Rendah Hatinya Sang Nabi Kita

KolomRendah Hatinya Sang Nabi Kita

عَطِّرِ اللّهُمَّ قَبْرَهُ الْكَرِيْمَ بِعَرْفٍ شَذِيٍّ مِنْ صَلَاة ٍوَ تَسْلِيْمٍ

اللّهُمَّ صَلِّ وَ سَلِّمْ وَ بَارِكْ عَلَيْهِ

If the prophet Muhammad visited you, just for a day or two,
If he came unexpectedly, i wonder what you’d do

_Camile Badr

Prolog

Rembulan bersinar kembali malam ini, terlihat indah, bulan purnama Rabi’ul Awal sudah tiba. Sudah sepantasnya kita bersyukur kepada-Nya. Ya, kelahiran putra Sayyidah Aminah yang sangat mempesona daripada dunia dan pernak-perniknya. Mantra shalawat dan secangkir kopi jadi lantunan, jadi gerak meniti hari ke hari, mewarnai sejarah bumi. “Sejarah telah berakhir,” ucap penuh percaya diri Francis Fukuyama. “Profesor, sejarah belumlah berakhir,” jawab pecinta kopi nusantara dengan kalem. Sejarah dunia masih terus bergerak bro.

Sulit rasanya membahas dan menulis pribadi agung, kekasih Allah Ta’ala yang dituturkan dalam Hadis Qudsi sebagai manusia paling keren. “Sekiranya bukan karenamu, niscaya Aku tidak akan menciptakan alam semesta ini”. Karenanya, tak mungkin kita bicara dan menulis tentang Kanjeng Nabi kecuali dengan hidayah, petunjuk dan Cinta-Nya. Hanya cinta yang menggerakkan, cinta yang menjelma.

Shalawat beserta salam, dan keagungan tetap milik Sang penggerak yakni Kanjeng Nabi. Yang diperintahkan Sang Maha untuk membeberkan sayap-sayap rahmat, kepada manusia yang mengikutinya. Yang kehadirannya laksana bintang gemintang yang berkerlip indah di tengah kepekatan dan kegelapan malam. Laksana mentari yang mengusir malam keperaduaanya.

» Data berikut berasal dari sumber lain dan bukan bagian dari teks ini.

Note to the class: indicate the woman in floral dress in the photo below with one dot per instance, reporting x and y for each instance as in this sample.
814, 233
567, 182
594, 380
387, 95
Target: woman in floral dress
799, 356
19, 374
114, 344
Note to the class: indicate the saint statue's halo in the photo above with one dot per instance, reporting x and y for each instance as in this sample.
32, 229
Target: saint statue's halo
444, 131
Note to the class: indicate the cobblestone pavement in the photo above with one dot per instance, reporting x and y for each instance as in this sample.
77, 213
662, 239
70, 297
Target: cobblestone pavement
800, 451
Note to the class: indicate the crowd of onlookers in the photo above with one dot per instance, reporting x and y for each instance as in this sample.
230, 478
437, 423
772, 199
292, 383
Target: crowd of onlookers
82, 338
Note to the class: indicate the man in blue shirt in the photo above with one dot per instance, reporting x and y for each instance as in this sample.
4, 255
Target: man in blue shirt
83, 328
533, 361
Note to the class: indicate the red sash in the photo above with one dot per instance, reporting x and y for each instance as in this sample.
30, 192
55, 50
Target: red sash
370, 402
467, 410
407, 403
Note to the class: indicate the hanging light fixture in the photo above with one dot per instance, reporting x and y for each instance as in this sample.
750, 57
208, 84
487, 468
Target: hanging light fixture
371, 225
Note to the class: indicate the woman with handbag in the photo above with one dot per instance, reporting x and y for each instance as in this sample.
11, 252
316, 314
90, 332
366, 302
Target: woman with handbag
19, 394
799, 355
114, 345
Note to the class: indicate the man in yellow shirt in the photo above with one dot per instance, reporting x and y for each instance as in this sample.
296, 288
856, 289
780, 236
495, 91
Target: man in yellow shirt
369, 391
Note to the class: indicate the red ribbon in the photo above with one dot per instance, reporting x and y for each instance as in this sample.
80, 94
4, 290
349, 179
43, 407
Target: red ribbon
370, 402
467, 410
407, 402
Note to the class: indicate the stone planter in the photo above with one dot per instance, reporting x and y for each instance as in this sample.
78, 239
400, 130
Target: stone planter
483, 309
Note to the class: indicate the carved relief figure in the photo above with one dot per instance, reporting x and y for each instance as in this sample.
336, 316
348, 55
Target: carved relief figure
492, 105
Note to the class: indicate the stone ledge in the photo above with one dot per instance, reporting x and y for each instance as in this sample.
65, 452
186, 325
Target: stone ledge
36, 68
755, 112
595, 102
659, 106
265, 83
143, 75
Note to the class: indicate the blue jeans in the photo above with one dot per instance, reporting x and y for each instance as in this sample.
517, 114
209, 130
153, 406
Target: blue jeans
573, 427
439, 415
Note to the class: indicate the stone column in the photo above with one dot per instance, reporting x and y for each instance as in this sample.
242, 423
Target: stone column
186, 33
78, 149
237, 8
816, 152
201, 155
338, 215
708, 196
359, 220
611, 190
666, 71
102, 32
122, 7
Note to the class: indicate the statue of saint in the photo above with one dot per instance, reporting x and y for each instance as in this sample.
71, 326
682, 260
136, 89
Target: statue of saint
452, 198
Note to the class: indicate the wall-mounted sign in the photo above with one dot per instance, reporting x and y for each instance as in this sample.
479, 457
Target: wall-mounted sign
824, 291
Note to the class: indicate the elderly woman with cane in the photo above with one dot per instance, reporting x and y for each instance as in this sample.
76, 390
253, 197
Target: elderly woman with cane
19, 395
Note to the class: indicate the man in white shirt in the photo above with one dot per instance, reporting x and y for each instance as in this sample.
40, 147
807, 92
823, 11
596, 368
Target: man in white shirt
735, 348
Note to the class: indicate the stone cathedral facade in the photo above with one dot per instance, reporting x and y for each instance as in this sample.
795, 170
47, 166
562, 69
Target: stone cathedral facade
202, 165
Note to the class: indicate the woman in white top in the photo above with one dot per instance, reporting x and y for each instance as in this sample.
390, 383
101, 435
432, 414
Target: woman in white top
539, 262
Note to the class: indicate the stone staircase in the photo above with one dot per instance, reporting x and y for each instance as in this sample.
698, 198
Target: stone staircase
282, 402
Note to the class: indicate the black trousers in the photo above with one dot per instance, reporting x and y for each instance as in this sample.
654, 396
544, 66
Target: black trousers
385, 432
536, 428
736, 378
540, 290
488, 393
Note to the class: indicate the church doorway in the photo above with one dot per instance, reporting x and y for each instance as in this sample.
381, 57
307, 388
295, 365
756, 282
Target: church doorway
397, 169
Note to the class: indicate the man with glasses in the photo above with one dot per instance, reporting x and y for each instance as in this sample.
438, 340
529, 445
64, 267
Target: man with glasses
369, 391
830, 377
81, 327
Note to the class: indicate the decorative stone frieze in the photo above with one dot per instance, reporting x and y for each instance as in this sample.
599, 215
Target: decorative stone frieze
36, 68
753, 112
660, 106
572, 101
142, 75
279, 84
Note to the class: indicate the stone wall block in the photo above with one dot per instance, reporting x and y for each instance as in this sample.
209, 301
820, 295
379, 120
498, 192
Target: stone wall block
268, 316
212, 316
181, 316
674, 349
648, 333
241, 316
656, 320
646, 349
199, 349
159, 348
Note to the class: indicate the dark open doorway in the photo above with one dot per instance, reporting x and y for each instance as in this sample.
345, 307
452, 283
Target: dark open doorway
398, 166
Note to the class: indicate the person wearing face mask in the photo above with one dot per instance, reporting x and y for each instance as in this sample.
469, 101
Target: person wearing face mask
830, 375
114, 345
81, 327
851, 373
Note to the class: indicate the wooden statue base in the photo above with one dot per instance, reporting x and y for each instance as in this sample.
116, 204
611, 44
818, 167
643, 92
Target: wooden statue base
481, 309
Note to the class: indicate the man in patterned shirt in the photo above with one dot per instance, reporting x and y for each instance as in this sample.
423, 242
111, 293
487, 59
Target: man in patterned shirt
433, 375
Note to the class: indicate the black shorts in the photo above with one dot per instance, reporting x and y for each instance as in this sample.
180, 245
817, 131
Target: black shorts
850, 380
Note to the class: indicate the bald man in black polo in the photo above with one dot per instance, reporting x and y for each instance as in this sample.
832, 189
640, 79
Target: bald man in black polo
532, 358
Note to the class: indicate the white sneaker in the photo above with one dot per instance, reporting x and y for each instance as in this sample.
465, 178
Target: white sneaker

Sang Nabi yang ditawarkan kepadanya Gunung Uhud untuk dirubah menjadi emas berkilauan. Namun ditolaknya dan memilih hidup zuhud dalam panggung sejarah. Walaupun demikian Sang nabi senantiasa unggul melebihi dunia beserta seluruh gemerlap isinya. Keagungan akhlak, dan budi pekertinya telah meluluhlantakan perilaku orang-orang sombong, angkuh, kikir dan pendendam yang menindas sesama manusia, baik dalam diam dan nyatanya.

Hanya kepada Allah kita memuja dan memuji. Allah kita yang merendahkan dan menghinakan orang-orang yang congkak, jahat dan bengis. Yang telah meruntuhkan tahta imperium fir’aun dan para kaisar, raja yang sombong dan congkak. Allah kita Sang raja diraja, penguasa alam semesta raya yang meninggikan langit tanpa tiang, yang menghamparkan bumi tanpa menggantungkan. Yang memberi warna-warni kehidupan beragam dan penuh pelangi di bumi pertiwi, bumi para wali dan kiai.

Intermission

Mohon izin, srupuut dulu kopinya!

Terkenang dulu, pernah satu masa pernah membaca sebuah buku keren berjudul Langit-Langit Desa karya Muhammad Zuhri. Luar biasa keren guys, berisi cerita dan kisah salah satunya tentang seorang mahasiswa yang hoby melantunkan shalawat Sang nabi. Mungkin mahasiswa itu mewakili kita semua di penjuru Indonesia. Katakanlah sebagai nostalgia!. Apalagi buku tersebut, entah kemana raibnya. Lupa dibawa siapa, jadinya hanya yang diinget sampai detik ini dialognya. Sekali lagi, itu buku top markotop.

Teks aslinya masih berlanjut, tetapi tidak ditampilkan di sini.